There are many different festivals in Tourtour and you can find out about all of them at the Office de Tourisme, including the la Fête de l’oeuf à Pâques (Egg Festival) held over the Easter weekend. With its creatively decorated eggs and displays all around the village, it looks like it would be something amazing to be a part of. I would bet the Christmas Market and Pastoral is equally festive and beautiful. There’s a village festival the first weekend in August where pétanque competitions are held, along with Provençal dancing, exhibitions, and general village fun—like one big block party. The Jeu de Boules is quite a large area, and I wouldn’t be surprised if you could view a game sometime during your visit.
Of course, there are village markets, held on Wednesday and Saturday, not to mention book and cultural tours, and many architectural and historical sites to see, including l’Église Saint-Denis, dating back to the 11th century, and two castles with amazing towers. Le lavoir, a long outdoor basin for washing things, is still used by the community. The Provençal Abbey, built in the Romanesque style, was founded by the Cistercian monks in 1146. It sits in the heart of the oak forest. The acoustics are perfect and the light dances among the geometric architecture.
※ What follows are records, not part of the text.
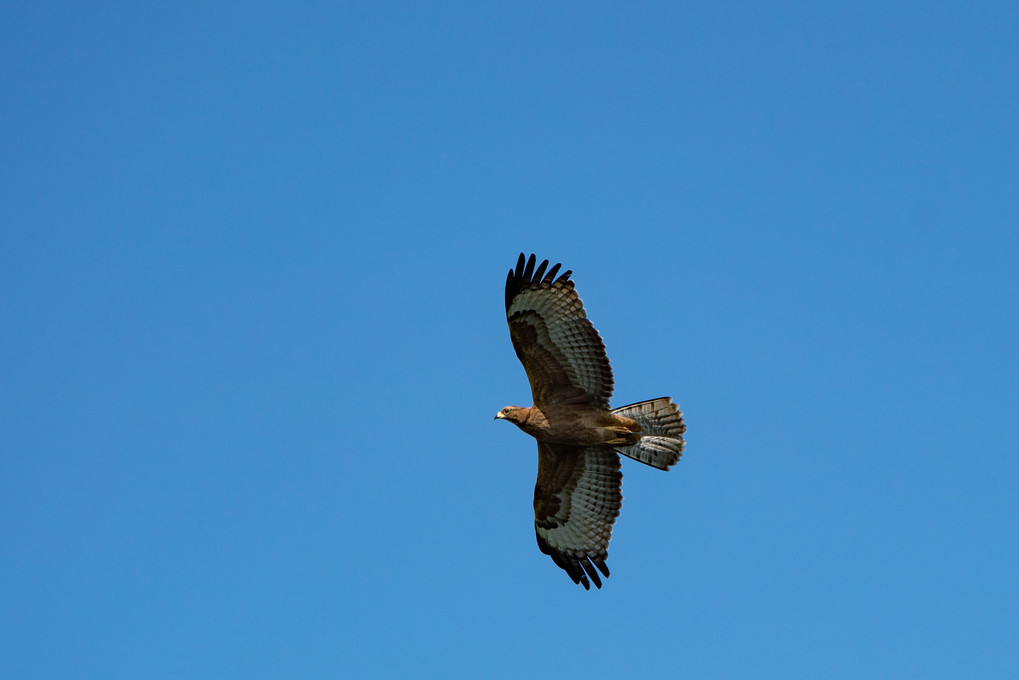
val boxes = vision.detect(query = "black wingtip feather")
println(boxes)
[506,253,573,312]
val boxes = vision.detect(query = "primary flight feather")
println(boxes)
[495,253,686,588]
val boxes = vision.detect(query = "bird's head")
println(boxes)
[495,406,527,425]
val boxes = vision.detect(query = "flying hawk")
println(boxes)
[495,253,687,589]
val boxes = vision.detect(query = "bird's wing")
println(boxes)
[506,253,612,409]
[534,441,623,589]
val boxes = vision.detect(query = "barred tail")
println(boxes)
[612,397,687,470]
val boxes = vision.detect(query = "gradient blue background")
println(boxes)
[0,1,1019,680]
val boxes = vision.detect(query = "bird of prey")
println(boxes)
[495,253,687,589]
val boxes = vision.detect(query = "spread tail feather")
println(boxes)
[612,397,687,470]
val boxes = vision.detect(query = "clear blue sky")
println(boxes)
[0,1,1019,680]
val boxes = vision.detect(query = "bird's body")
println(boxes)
[499,405,640,447]
[495,253,686,588]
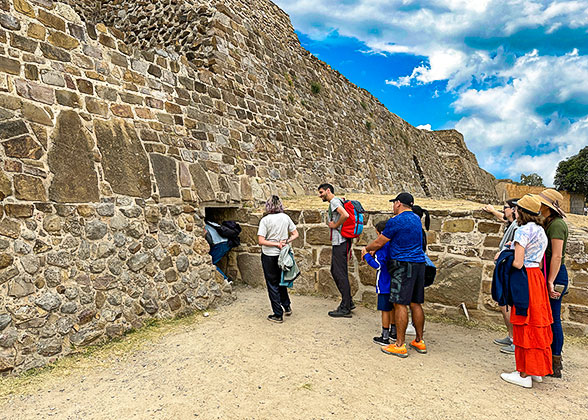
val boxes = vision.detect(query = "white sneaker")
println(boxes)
[500,371,533,388]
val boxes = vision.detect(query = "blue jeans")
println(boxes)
[547,264,568,356]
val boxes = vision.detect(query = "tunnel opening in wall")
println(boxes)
[204,205,246,282]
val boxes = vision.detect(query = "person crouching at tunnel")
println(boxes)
[361,220,396,346]
[500,194,553,388]
[257,195,298,323]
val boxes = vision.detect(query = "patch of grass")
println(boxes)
[310,81,323,95]
[0,312,207,401]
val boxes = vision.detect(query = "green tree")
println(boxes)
[553,146,588,198]
[521,173,545,187]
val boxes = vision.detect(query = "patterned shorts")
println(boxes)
[387,260,425,305]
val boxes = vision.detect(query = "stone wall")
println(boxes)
[0,201,232,372]
[0,0,496,202]
[0,0,496,372]
[225,210,588,335]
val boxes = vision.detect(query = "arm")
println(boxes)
[329,206,349,229]
[363,252,382,270]
[547,238,563,299]
[286,229,298,244]
[482,204,504,222]
[512,242,525,270]
[364,233,390,252]
[257,235,286,249]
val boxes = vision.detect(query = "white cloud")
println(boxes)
[274,0,588,184]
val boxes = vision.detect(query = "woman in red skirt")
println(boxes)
[500,194,553,388]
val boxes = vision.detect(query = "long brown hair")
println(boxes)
[517,207,541,226]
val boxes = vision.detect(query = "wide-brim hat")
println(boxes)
[514,194,541,216]
[390,192,414,207]
[538,188,566,217]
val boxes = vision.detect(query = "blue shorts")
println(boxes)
[378,293,394,312]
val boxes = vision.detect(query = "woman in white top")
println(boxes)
[257,195,298,322]
[500,194,553,388]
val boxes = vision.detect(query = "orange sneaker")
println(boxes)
[382,343,408,358]
[410,340,427,354]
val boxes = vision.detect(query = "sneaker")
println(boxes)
[329,308,352,318]
[382,343,408,359]
[500,344,514,354]
[390,326,396,340]
[410,340,427,354]
[267,314,284,324]
[374,335,390,346]
[500,372,533,388]
[494,335,512,346]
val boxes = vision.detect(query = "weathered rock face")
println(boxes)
[0,0,500,371]
[0,202,232,372]
[47,110,100,203]
[94,119,152,198]
[0,0,496,207]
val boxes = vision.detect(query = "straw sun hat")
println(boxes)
[515,194,541,216]
[537,188,566,217]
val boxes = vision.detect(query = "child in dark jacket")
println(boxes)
[363,220,396,346]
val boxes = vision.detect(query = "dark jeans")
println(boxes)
[331,239,351,311]
[547,264,568,356]
[261,253,290,317]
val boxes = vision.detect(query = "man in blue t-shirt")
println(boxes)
[364,192,427,357]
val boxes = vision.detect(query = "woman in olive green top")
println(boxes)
[538,189,568,378]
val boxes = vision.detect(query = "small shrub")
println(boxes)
[310,82,322,95]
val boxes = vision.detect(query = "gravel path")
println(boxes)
[0,289,588,419]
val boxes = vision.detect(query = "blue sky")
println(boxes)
[274,0,588,185]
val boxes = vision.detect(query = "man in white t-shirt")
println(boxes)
[318,184,354,318]
[257,195,298,323]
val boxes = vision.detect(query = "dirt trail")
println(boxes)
[0,289,588,419]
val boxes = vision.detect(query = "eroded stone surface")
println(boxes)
[94,119,151,198]
[47,110,99,203]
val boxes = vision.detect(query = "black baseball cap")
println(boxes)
[390,193,414,207]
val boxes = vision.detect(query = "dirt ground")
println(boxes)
[0,289,588,419]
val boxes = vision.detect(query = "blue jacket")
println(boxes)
[363,244,390,294]
[492,249,529,316]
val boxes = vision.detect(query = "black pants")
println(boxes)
[331,239,351,311]
[261,253,290,317]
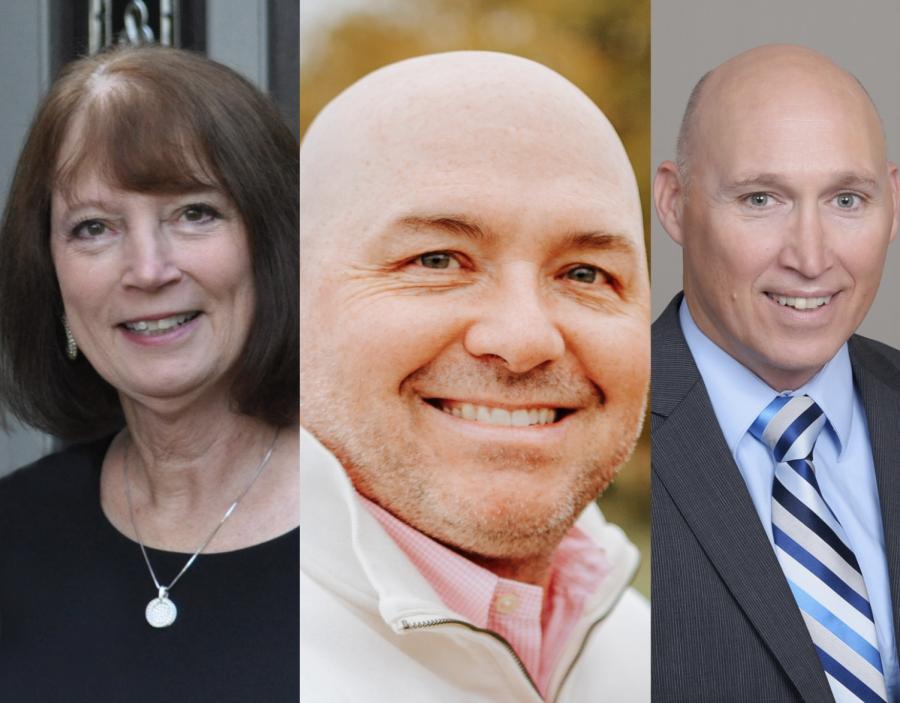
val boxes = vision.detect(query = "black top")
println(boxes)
[0,438,300,703]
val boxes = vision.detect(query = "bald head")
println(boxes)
[300,51,640,272]
[676,44,887,188]
[300,52,650,568]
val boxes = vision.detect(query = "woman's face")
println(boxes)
[50,167,254,410]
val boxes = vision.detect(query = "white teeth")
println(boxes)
[512,410,528,427]
[125,312,199,337]
[766,293,831,310]
[441,403,556,427]
[491,408,512,427]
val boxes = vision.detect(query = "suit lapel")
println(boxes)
[652,298,833,701]
[849,336,900,660]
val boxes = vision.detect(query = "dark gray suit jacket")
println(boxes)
[651,294,900,703]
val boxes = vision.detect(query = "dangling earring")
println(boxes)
[63,315,78,361]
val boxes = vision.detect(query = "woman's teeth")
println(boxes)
[766,293,831,310]
[441,403,556,427]
[125,312,200,337]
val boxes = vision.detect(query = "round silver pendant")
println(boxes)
[145,595,178,627]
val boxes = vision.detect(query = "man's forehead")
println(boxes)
[696,46,885,170]
[301,52,639,248]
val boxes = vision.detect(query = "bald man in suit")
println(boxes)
[651,45,900,703]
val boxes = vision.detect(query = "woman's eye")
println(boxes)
[566,266,602,283]
[75,220,107,237]
[182,205,219,222]
[416,251,459,269]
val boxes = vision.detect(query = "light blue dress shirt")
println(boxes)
[678,300,900,701]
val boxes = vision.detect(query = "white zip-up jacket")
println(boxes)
[300,429,650,703]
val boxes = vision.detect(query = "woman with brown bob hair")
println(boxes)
[0,46,299,703]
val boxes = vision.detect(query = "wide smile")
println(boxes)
[424,398,575,427]
[119,310,200,337]
[766,291,834,310]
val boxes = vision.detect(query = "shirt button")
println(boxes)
[494,593,519,615]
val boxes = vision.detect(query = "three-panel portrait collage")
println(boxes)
[0,0,900,703]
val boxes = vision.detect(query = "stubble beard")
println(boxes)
[301,352,642,561]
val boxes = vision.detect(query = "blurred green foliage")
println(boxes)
[300,0,651,598]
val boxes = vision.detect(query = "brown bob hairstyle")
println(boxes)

The natural beauty of the area provides a compelling reason to get outside and explore. It is perfect for hiking or horse rides and even donkeys could accompany you as you make your way through the terrain—a visit to the tourist office will provide any necessary details needed for arrangement.
In the Fossil Museum, most of the specimens, many from the Cretaceous Period, have been found locally, providing an interesting examination of the region’s natural history. Sadly, the two original elms planted in 1638, called Les Ormes de Sully, disappeared in 1990. They were replaced by plane trees. The story of the Duke of Sully and his trees is something you may want to look into. As with many historical facts, there’s some controversy whether or not the two original elms in Tourtour can be attributed to Sully and his project.
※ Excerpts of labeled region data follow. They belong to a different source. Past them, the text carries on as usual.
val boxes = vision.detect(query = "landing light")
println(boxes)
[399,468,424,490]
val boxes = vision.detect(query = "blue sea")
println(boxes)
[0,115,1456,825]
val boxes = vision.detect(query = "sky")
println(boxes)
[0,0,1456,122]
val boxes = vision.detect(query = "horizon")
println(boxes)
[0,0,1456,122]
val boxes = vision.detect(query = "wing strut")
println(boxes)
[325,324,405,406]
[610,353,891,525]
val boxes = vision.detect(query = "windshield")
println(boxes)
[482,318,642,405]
Tourtour provides many lodging options to rest your head after days filled with an abundance of natural and manmade wonders. There are gites, hotels, holiday rentals, and bed and breakfasts to choose from. My first visit in 1999 was simply a day trip on the way to other sites. However, in 2013 I stayed at the La Bastide de Tourtour-Hôtel and Spa—a beautiful hotel in the middle of nine acres of pine woodland. At an altitude of 635 meters, there are 180 kilometer’s of panoramic views of three departments, Alpes Maritimes, the Var, and Bouches du Rhône, from the hotel.
Featured in the 1973 movie Day of the Jackal, the hotel looks the same as it did then. What makes the location so perfect is that there is a paved walkway from the hotel to the village—an easy stroll before dinner for an aperitif or lunch at an outdoor cafe or restaurant. I would say that a stay there for a few days would be a pleasure, allowing you to explore the town, have a swim, or a day at the spa at your leisure. Available to the guests are a tennis court, hot tub, sauna, and hammam. They will accommodate guest requests and recommend activities such as hiking trails and local wineries. The hotel restaurant serves regional cuisine, but there is, of course, a variety of restaurants in the village. Start your day with breakfast in your room or on the beautiful terrace.
Park your car, relax, and enjoy le Village dans le ciel de Provence!